For some fans it’s like Christmas morning, while other people scoff at it since they already know all the opponents. What difference does the order make is their line of thinking. The truth of the matter is it makes a big difference.

While the makeup of a team’s schedule will not necessarily make or break a season, it will yield competitive advantages and disadvantages. The NFL schedule is intended to be competitively balanced, but that’s just not the case. As NFL bettors, we look to play situational spots on a weekly basis. That’s one of the biggest ways to get an edge, and those spots can be spotted on the day the schedule comes out.

Unfortunately for the Green Bay Packers, they’ve come out on a bit of the unlucky side of the ledger this season with their schedule. It’s certainly not a death sentence — like losing a certain quarterback probably would be — but it will make things a bit more challenging.

Warren Sharp has been tweeting out some excellent scheduling notes on his Twitter feed. Sharp has the Packers with a five days rest disadvantage compared to the teams they play on their schedule, which ranks 25th in the NFL.

There are two situations in which this sticks out the most. The Packers will have to travel to the west coast for a matchup with the 49ers following a Monday Night Football contest with the Detroit Lions. Even worse, Green Bay will have an away Thursday Night Football game at Arizona. Thursday night road games are a huge disadvantage, which is compounded when you have to travel through multiple time zones.

The Packers are one of only seven teams with two short-week road games. They are also only one of nine teams with two games against opponents off a bye week. Only New England has three and the rest of the league either has one or zero. In terms of strength of opponents, Green Bay ranks as the 11th hardest schedule according to Sharp’s methodology, which is based on projected season win totals and much more accurate than using last season’s winning percentage.

The bye week is for the Packers is Week 13, which could make the middle part of a schedule more of a grind as fatigue potentially starts to set in. Ideally, the bye week is more in the middle of the season. Although, with the extra game this season a late bye week may not be the worst thing in the world.

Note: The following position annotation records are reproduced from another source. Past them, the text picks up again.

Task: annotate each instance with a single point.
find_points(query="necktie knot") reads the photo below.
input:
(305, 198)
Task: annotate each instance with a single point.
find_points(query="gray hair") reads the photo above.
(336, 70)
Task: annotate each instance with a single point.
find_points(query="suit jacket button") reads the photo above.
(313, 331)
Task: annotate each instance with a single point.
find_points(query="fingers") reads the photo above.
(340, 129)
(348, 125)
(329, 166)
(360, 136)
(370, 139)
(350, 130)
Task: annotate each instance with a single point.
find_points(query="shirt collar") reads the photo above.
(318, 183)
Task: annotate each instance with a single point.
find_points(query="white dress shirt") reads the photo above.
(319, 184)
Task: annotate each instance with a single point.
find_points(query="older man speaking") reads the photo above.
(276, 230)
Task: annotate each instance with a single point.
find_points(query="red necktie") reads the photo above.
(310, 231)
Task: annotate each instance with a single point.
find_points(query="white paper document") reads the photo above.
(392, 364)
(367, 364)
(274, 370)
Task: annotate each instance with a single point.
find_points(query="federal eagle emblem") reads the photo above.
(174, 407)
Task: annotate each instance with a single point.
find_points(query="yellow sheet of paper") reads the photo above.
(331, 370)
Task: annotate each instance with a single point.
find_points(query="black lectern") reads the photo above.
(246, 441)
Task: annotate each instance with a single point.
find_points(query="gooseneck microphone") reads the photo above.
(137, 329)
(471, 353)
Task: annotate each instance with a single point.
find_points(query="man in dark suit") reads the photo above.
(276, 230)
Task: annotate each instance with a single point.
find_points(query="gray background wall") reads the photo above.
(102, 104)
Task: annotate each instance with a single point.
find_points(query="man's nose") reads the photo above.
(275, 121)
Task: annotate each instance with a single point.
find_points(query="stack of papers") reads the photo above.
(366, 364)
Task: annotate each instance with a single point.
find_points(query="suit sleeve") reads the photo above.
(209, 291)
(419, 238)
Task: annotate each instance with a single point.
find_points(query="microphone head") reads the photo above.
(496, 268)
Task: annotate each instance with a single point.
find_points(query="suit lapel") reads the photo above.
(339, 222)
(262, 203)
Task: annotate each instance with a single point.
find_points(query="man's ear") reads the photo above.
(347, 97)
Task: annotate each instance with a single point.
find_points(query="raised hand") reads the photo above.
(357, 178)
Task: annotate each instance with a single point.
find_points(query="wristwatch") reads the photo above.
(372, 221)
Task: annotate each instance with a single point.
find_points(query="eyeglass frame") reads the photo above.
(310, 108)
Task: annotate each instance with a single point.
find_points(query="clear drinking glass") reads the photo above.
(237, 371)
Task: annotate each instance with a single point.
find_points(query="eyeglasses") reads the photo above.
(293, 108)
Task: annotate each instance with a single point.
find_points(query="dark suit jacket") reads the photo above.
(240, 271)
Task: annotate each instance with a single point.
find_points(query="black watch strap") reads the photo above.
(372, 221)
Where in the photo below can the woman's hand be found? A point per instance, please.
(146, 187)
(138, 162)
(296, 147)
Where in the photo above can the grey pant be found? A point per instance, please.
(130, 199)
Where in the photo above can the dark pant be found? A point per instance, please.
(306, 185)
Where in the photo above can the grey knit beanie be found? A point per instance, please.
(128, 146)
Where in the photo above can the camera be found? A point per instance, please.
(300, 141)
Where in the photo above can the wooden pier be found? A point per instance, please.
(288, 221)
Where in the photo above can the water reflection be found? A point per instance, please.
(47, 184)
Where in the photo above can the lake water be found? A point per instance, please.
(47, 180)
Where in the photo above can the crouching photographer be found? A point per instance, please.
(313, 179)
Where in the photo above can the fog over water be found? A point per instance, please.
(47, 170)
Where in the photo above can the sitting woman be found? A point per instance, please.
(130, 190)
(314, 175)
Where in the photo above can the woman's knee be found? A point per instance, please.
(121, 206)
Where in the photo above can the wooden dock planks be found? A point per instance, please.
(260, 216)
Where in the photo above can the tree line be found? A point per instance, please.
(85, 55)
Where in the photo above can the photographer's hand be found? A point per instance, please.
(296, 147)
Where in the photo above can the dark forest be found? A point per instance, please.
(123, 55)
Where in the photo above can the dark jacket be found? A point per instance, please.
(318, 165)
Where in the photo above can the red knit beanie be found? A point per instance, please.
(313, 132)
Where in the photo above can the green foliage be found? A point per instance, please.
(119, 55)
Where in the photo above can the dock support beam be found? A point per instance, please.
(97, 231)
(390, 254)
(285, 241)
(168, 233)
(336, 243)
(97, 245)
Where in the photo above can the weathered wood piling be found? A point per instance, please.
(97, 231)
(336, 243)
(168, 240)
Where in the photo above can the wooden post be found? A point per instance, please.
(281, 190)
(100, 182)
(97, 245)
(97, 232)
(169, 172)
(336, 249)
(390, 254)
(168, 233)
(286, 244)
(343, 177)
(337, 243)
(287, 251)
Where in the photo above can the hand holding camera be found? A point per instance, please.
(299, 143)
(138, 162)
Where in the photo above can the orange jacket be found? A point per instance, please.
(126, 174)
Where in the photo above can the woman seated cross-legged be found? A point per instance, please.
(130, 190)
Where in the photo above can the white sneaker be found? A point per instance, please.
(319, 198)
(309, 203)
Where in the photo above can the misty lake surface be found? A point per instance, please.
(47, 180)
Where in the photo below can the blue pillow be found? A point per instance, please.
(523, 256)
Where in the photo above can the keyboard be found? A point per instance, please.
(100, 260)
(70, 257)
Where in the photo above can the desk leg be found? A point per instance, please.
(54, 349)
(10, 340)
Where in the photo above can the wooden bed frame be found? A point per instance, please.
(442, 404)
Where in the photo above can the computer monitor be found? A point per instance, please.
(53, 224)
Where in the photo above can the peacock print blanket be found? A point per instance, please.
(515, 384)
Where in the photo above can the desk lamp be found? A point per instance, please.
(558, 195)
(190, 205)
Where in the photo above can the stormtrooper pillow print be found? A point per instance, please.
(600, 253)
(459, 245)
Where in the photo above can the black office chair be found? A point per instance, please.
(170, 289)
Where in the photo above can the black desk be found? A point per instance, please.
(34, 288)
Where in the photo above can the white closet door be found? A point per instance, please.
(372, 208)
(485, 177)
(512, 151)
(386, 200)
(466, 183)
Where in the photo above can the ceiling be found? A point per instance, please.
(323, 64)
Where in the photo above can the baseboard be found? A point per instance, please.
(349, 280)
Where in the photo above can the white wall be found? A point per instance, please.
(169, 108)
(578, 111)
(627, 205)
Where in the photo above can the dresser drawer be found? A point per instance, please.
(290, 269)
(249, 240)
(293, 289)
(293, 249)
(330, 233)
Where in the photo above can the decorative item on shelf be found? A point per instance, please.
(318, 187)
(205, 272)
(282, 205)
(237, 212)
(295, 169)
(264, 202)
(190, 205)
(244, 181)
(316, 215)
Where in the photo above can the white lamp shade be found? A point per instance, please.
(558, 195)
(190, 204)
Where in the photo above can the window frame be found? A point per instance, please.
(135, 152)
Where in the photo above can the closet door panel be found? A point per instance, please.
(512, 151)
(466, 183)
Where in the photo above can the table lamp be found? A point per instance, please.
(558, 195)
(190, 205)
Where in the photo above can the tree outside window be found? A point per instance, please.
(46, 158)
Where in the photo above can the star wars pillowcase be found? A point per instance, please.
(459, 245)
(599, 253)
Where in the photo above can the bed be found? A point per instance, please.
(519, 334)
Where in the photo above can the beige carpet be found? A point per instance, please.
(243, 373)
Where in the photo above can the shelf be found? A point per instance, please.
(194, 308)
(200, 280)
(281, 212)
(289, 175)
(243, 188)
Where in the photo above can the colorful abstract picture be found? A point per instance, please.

Despite those negatives, there are some positives the Packers can take away from their schedule. It’s better to have an easier schedule to begin the season than to close because in a short NFL season it’s harder to come from behind in the standings with not as many opportunities as the other sports. Also, if you have better teams scheduled for later in the season there is a chance they’re not as good as projected due to injuries. Green Bay’s game against San Francisco last year is an easy example of that.

In the first six games, Green Bay should be significant favorites in four of them. Detroit, Cincinnati, Chicago and Pittsburgh — a team that is likely regressing — should be games the Packers win. The San Francisco game will be a huge challenge as previously mentioned. New Orleans is likely a team in decline, but playing in the SuperDome¬† in the first game with fans back will not be a fun environment.

The best quarterback the Packers face in the first seven games just might be Ryan Fitzpatrick if Joe Burrow isn’t healthy, so that’s a good thing as well. Another positive thing is late-season home games for Green Bay, as the Packers play four of their final six games at home.

Green Bay always has a significant advantage playing at Lambeau Field in the winter. That’s magnified when they get teams from warm climates coming in, which was proven in wins over Los Angeles and Tennessee late last year. Unfortunately, the teams the Packers get at home in December and January — Chicago, Cleveland and Minnesota — are not from warm cities.

The schedule release is the first step of starting to think about football again with four months to go until it all gets underway again.